What $91 B in U.S. VC Really Means for the Rest of Us
Reading Between the Graphs: A Global Take on Q1 Venture Hype
I read the PitchBook-NVCA report from start to finish. The graphs alone make it look like venture funding is healthy again, but the deeper numbers tell a different story. When you dig into the data, a new picture appears. Here’s what I found.
Big Picture
$91 billion went into U.S. start-ups, but most of it went to just 10 huge AI deals. Smaller companies still struggle to raise money.
Hardly any exits. Only 12 VC-backed companies went public, so investors are still waiting to get paid back.
LPs are cautious. New VC funds raised only $10 billion—the slowest quarter in ten years.
Less dry powder. Unused VC capital fell to about $290 billion, which could push prices down later this year.

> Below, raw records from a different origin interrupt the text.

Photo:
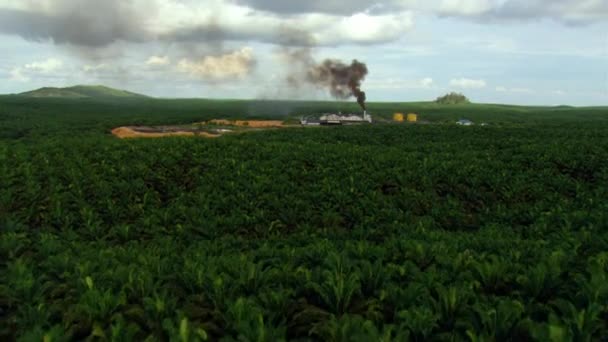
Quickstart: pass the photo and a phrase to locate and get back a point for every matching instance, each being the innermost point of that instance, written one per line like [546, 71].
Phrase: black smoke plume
[342, 80]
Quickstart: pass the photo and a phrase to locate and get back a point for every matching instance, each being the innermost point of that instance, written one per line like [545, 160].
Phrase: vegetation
[81, 91]
[452, 99]
[366, 233]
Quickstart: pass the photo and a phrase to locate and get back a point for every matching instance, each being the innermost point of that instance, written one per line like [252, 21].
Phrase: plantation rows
[369, 233]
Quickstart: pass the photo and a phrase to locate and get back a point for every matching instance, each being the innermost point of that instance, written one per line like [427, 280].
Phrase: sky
[529, 52]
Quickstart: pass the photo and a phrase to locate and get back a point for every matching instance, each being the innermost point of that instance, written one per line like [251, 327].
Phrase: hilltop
[82, 91]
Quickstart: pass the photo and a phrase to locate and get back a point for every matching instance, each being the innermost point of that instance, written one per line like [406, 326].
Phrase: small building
[337, 119]
[464, 122]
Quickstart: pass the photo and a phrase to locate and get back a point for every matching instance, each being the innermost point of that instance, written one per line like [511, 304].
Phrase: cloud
[391, 83]
[89, 23]
[465, 7]
[310, 6]
[94, 24]
[236, 65]
[95, 68]
[567, 11]
[158, 61]
[17, 75]
[466, 83]
[46, 67]
[502, 89]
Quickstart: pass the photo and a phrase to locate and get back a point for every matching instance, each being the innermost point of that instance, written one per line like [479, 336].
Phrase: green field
[386, 232]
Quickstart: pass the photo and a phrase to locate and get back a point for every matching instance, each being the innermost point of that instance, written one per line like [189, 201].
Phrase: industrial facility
[337, 119]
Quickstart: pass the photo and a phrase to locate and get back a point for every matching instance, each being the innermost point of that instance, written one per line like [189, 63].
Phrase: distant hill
[82, 91]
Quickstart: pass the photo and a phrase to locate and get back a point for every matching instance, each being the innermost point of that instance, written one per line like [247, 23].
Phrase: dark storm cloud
[88, 23]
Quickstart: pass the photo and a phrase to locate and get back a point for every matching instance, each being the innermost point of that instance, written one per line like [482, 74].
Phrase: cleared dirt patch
[151, 132]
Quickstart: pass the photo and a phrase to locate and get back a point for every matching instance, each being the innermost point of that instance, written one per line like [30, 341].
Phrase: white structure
[464, 122]
[337, 119]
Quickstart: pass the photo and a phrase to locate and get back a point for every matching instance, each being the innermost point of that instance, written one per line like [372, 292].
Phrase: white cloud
[95, 68]
[17, 75]
[230, 66]
[465, 7]
[466, 83]
[392, 83]
[520, 90]
[158, 61]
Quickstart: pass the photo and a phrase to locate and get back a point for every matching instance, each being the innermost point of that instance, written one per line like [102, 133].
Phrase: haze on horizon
[545, 52]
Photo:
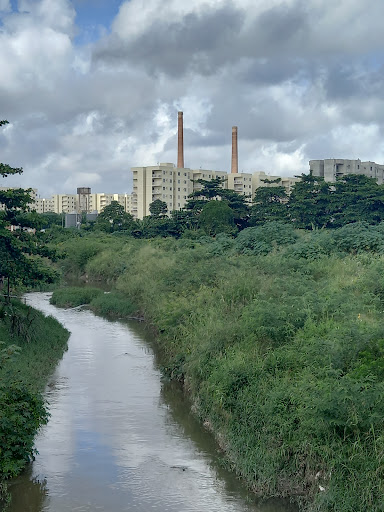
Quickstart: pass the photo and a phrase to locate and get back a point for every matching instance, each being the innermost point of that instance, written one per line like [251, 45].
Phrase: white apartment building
[241, 183]
[332, 168]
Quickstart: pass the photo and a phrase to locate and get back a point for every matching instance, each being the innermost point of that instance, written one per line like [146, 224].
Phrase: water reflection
[116, 440]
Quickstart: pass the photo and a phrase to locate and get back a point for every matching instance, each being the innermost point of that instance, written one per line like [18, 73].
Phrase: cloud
[301, 80]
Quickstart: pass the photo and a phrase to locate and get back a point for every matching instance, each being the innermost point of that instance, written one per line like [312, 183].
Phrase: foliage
[32, 345]
[357, 198]
[216, 217]
[269, 204]
[261, 240]
[21, 414]
[74, 296]
[282, 353]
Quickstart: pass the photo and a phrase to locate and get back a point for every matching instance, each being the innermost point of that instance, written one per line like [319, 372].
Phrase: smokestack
[180, 141]
[234, 164]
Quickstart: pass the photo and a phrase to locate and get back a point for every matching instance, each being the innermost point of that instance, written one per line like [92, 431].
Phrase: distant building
[332, 168]
[167, 183]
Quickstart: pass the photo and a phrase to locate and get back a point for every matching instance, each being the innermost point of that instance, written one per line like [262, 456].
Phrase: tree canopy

Macro worries. Trade tariffs and a shaky stock market make late-stage start-ups delay IPO or sale plans.
Hidden Signals
AI is soaking up cash. Over 70 % of VC money chased AI; other sectors may now look cheap.
Corporate VCs are key backers. If big companies cut budgets, AI mega-rounds could dry up fast.
Secondary sales are tiny. Only about 2 % of unicorn value trades on the secondary market, so employees can’t cash out easily.
Regulators matter. If the FTC blocks big-tech takeovers (watch the Wiz–Google deal), M&A exits will get even tougher.
Money flows to the top. Around 70 % of new LP cash goes to elite funds; mid-tier VCs may need to sell stakes cheap in the next two years.